Padoan: “Rischio Schengen più pericoloso della crisi dell’euro”

ROMA – “L’Europa sta rischiando forse come non ha mai rischiato da quando è stata inventata”. Lo dice il ministro dell’Economia, Pier Carlo Padoan, intervenendo a un convegno alla facoltà di Economia alla Sapienza. “Ho imparato in questi mesi che l’ingrediente di cui c’è più bisogno in Europa è la fiducia reciproca. Innanzitutto un paese deve fare la sua parte e rispettare le regole che ci sono – spiega – e poi ridiscutere le regole allo stesso tavolo in condizioni di parità”.

Rischio Schengen più pericoloso della crisi dell’Euro. “In Europa è in discussione il trattato di Schengen e questo è più pericoloso della crisi dell’euro di qualche anno fa”, afferma Padoan. E questo perché, spiega, “mette al centro non performance economiche ma vere e proprie visioni nazionali che rischiano di prevalere”.

Dai migranti spinta positiva alla crescita. Sempre per il ministro Padoan, “non è vero che l’Europa è destinata a una scarsa crescita perenne, il flusso dei migranti del Medio oriente può essere una spinta positiva per la demografia con l’arrivo di giovani con un buon grado di istruzione”.
Per gestire il flusso dei migranti in Europa serve tuttavia “uno sforzo finanziario significativo e duraturo”. “Avere frontiere efficienti non significa alzare muri ma avere buoni rapporti con i paesi confinanti extra europei”, ha aggiunto Padoan.

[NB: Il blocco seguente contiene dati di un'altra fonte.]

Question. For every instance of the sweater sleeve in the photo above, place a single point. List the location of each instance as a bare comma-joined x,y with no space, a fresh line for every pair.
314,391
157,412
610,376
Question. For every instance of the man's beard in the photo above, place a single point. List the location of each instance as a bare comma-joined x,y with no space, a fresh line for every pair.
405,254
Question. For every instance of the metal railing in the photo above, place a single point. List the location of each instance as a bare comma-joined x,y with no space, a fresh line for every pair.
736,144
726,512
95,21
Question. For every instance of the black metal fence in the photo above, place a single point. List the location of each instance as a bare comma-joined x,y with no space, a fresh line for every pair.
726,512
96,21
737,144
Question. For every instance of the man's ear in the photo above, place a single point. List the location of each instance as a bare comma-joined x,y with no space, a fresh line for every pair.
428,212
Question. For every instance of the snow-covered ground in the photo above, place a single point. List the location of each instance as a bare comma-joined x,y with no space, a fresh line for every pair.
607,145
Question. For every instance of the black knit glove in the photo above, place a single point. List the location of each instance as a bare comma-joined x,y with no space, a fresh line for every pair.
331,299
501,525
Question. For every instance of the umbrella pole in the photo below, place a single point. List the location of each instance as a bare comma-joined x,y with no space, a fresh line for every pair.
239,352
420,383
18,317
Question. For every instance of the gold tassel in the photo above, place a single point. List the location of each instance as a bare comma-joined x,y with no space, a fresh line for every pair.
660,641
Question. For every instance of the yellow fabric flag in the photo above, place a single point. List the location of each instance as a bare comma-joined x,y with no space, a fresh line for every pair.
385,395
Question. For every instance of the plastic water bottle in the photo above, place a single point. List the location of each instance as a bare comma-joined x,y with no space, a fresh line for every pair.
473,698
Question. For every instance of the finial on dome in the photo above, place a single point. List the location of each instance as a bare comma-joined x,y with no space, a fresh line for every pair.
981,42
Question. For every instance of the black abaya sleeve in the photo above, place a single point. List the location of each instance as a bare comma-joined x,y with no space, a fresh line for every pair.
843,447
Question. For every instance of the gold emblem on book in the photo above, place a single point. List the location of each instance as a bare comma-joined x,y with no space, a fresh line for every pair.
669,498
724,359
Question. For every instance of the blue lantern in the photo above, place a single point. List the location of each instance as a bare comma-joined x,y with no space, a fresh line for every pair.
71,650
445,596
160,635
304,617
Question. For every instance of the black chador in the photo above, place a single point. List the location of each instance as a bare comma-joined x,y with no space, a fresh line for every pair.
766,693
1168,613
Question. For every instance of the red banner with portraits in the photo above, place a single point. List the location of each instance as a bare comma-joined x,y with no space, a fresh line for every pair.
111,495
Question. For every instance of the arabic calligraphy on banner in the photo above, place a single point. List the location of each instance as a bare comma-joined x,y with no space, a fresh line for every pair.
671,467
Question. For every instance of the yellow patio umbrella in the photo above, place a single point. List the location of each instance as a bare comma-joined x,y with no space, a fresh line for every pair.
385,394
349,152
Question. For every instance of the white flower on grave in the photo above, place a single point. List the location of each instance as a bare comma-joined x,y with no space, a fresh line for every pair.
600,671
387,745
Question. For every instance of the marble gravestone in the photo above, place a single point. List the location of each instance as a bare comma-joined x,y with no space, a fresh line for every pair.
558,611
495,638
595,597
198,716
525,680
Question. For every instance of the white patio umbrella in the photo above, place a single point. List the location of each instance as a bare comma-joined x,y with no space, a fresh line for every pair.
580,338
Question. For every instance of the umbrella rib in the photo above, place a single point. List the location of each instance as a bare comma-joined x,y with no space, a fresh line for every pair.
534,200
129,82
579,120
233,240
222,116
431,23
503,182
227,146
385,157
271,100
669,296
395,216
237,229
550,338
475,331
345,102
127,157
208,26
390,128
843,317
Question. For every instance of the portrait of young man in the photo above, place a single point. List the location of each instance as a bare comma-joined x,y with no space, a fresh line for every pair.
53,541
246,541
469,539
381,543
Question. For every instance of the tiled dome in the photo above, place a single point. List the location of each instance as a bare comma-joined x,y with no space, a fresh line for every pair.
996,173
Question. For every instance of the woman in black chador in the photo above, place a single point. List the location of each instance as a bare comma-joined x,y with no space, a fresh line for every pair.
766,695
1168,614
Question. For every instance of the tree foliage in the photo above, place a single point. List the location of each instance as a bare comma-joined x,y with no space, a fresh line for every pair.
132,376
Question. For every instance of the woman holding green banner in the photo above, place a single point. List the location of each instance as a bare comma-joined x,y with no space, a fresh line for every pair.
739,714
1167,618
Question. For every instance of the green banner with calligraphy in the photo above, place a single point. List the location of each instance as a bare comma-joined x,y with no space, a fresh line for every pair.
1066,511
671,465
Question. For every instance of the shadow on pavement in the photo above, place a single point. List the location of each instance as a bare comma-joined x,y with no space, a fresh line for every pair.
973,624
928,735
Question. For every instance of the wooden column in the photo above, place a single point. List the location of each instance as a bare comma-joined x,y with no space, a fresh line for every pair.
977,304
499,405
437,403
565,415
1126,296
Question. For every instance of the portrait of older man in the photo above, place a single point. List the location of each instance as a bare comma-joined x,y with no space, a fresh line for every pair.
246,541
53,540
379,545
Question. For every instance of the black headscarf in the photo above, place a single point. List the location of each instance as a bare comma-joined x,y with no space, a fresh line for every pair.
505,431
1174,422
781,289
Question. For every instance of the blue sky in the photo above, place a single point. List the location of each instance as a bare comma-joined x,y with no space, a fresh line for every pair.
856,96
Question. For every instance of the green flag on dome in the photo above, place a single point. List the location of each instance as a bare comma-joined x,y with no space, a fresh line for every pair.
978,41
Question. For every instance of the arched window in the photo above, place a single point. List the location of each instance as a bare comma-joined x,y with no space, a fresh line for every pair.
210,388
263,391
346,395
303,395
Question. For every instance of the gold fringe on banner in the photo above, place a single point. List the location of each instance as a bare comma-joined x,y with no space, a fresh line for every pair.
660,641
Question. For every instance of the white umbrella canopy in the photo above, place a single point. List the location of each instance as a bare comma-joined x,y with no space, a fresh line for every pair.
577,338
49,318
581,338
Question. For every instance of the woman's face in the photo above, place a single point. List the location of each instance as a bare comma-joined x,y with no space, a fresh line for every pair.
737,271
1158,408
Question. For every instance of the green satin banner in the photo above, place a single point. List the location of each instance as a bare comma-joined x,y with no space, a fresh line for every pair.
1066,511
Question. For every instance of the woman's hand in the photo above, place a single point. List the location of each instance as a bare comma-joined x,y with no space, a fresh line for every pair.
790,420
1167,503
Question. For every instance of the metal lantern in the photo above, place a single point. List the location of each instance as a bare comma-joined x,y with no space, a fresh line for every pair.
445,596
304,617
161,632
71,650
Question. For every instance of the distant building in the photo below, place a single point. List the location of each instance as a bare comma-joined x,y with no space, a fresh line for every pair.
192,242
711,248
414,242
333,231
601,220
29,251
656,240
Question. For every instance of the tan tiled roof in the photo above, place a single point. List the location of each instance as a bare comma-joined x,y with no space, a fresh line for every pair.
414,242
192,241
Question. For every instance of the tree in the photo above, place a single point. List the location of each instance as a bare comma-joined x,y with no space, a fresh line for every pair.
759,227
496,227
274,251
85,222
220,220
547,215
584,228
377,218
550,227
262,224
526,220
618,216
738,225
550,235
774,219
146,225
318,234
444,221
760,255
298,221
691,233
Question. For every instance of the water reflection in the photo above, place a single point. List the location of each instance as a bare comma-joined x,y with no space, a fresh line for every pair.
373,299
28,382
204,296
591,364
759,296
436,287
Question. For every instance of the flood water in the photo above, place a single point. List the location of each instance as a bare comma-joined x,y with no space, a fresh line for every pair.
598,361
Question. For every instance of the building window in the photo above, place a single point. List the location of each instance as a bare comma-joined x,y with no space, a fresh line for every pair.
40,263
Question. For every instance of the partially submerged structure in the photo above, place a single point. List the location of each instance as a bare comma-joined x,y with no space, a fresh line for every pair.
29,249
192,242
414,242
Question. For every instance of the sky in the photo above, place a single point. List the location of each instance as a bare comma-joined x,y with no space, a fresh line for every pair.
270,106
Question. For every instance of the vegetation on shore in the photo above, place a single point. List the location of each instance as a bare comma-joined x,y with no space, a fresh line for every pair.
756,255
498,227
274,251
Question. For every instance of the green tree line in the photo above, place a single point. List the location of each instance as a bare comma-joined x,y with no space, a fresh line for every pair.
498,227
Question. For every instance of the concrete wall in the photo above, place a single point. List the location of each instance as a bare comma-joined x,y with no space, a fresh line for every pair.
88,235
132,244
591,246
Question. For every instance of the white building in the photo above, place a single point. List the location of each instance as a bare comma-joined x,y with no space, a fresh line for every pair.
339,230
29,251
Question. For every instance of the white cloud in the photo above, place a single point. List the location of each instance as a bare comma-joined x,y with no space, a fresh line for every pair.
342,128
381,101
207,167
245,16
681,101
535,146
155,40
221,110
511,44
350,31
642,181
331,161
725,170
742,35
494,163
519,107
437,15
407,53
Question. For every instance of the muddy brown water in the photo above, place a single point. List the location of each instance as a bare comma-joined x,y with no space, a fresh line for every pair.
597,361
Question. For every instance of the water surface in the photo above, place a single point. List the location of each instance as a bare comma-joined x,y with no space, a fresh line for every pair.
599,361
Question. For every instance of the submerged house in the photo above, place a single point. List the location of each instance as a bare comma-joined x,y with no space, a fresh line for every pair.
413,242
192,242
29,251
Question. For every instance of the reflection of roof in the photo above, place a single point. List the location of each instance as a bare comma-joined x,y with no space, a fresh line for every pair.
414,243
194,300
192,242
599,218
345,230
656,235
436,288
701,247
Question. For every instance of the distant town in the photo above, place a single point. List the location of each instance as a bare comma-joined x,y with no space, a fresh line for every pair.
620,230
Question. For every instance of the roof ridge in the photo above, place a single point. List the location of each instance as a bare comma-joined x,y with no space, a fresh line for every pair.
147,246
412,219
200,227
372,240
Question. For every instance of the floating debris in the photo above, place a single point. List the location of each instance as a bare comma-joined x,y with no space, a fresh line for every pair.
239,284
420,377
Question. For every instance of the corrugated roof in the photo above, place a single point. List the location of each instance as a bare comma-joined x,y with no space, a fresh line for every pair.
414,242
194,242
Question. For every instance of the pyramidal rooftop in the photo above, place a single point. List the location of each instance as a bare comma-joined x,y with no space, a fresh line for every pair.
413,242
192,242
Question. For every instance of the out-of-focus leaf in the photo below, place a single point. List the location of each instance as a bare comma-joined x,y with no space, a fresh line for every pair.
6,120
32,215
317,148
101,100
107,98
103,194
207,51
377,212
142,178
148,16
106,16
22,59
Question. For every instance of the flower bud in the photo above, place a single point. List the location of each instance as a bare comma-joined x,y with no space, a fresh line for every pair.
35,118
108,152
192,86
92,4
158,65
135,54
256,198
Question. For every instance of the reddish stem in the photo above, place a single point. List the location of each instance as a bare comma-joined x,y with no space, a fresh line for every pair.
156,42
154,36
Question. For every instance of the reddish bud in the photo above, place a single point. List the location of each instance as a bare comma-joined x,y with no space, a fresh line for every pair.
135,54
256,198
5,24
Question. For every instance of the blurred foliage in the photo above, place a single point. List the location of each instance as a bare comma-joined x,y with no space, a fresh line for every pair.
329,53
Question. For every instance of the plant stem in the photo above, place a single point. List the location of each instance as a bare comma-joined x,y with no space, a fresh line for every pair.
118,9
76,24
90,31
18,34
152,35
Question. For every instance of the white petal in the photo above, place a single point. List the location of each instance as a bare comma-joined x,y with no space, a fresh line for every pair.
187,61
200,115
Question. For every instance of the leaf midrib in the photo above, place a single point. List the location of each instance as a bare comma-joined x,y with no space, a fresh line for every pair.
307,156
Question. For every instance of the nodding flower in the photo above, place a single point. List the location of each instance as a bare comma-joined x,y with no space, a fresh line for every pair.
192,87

Il ministro dell’Economia è tornato a sottolineare anche l’importanza di avere in Europa un unico ministro delle Finanze a patto che non sia solo un guardiano dei conti. E con ciò – ha sottolineato -, “premetto che non sto cercando un nuovo lavoro”.
Parlando poi di banche e rischi, ha aggiunto: “Nell’Unione bancaria manca ancora la condivisione del rischio e molti paesi temono i free raider: lo dico in romanesco, hanno paura che qualcuno faccia il furbo”.
Questo, spiega, è “un timore profondamente radicato nel dibattito europeo che testimonia la scarsa fiducia che è un elemento che va oltre i tecnicismi”. Padoan ha ricordato che con l’Unione bancaria si sta facendo “uno sforzo istituzionale gigantesco con una velocità sorprendente” visti i tempi di reazione della burocrazia di Bruxelles. “Nel 2010 con la crisi della Grecia – ha insistito – l’Unione bancaria non c’era e non era neanche in agenda: oggi siamo più o meno a metà del guado. Manca ancora una assicurazione comune dei depositi”. Per il numero uno di via XX settembre l’Unione monetaria “non ha a che fare solo con la moneta ma anche con la crescita e l’occupazione”. (Agenzia Redattore Sociale)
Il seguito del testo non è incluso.